Ze względu na stan zdrowia dyżurnego ze Starzyn Andrzeja N. do tej pory nie przesłuchano, a sformułowany wobec niego zarzut nie został mu formalnie przedstawiony. Krótko po zatrzymaniu mężczyznę umieszczono w szpitalu psychiatrycznym, a zespół biegłych psychiatrów potwierdził, że stan jego zdrowia nie pozwala na przeprowadzenie czynności z jego udziałem.
Przez dwa ostatnie miesiące N. był w szpitalu poddawany obserwacji psychiatrycznej. Zgodnie z procedurą nie może ona trwać dłużej niż dwa miesiące. Wkrótce po jej zakończeniu biegli psychiatrzy i psycholog powinni sporządzić i przesłać prokuraturze opinię na temat stanu zdrowia dyżurnego i czy zezwala on na przesłuchanie w prokuraturze.
Najistotniejsza w opinii będzie odpowiedź na pytanie, czy Andrzej N. był poczytalny w chwili katastrofy – od tego zależy, czy będzie odpowiadał karnie. Prokuratura spodziewa się, że całościową, pisemną opinię dostanie w ciągu dwóch tygodni. Śledztwo, którego termin upływa 3 czerwca, zostanie przedłużone.

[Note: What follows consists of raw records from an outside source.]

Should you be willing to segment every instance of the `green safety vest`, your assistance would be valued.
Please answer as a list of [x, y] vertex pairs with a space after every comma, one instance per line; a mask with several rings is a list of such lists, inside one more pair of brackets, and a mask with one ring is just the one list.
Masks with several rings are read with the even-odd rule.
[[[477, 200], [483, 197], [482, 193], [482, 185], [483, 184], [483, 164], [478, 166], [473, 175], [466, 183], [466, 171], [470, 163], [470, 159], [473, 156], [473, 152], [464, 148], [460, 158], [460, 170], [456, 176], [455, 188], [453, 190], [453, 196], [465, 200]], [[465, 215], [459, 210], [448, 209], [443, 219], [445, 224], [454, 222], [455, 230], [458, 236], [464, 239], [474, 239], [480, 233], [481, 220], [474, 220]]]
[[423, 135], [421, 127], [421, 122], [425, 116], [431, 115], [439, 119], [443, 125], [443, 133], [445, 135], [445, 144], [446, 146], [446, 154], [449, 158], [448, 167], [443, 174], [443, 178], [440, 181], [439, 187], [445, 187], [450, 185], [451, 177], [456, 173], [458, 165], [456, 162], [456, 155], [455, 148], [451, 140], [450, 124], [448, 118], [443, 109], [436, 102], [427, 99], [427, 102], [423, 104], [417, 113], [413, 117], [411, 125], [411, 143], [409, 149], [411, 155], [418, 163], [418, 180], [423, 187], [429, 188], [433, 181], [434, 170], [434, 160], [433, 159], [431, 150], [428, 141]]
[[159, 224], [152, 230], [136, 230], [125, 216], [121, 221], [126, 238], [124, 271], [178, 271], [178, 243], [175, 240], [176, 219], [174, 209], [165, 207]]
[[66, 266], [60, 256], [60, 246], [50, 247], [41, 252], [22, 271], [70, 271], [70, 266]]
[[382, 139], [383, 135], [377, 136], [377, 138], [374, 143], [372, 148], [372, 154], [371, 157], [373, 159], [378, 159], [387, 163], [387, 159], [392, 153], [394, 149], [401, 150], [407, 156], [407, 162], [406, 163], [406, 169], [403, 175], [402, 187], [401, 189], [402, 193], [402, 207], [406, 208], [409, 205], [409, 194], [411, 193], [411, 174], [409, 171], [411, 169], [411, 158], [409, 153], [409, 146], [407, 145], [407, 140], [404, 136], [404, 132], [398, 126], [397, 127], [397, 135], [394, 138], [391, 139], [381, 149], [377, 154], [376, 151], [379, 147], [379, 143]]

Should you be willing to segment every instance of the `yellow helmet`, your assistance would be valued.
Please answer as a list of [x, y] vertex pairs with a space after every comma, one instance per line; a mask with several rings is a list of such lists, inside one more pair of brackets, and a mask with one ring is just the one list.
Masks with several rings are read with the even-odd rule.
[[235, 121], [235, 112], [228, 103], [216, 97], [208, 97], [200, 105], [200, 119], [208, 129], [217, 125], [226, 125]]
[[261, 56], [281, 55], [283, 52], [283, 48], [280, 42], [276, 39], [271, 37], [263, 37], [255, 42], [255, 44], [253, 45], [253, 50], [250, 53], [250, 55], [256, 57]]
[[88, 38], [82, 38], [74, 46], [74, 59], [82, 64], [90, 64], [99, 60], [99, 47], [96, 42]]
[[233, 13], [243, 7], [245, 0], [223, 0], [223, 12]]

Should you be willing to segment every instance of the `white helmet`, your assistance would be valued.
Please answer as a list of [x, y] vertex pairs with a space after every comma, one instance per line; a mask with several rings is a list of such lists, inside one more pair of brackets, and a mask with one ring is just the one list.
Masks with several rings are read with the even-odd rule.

3 marca wieczorem w pobliżu Szczekocin k. Zawiercia - na zjeździe z Centralnej Magistrali Kolejowej w kierunku Krakowa - zderzyły się czołowo pociągi TLK "Brzechwa" z Przemyśla do Warszawy i Interregio „Jan Matejko” relacji Warszawa-Kraków. Pociąg Warszawa-Kraków wjechał na tor, po którym z naprzeciwka jechał pociąg Przemyśl-Warszawa. Według prokuratury Andrzej N. doprowadził do skierowania jednego z pociągów na niewłaściwy tor, co spowodowało czołowe zderzenie z drugim składem. W wyniku katastrofy zginęło 16 osób - 11 podróżnych i pięciu pracowników kolei, a ponad 50 zostało rannych.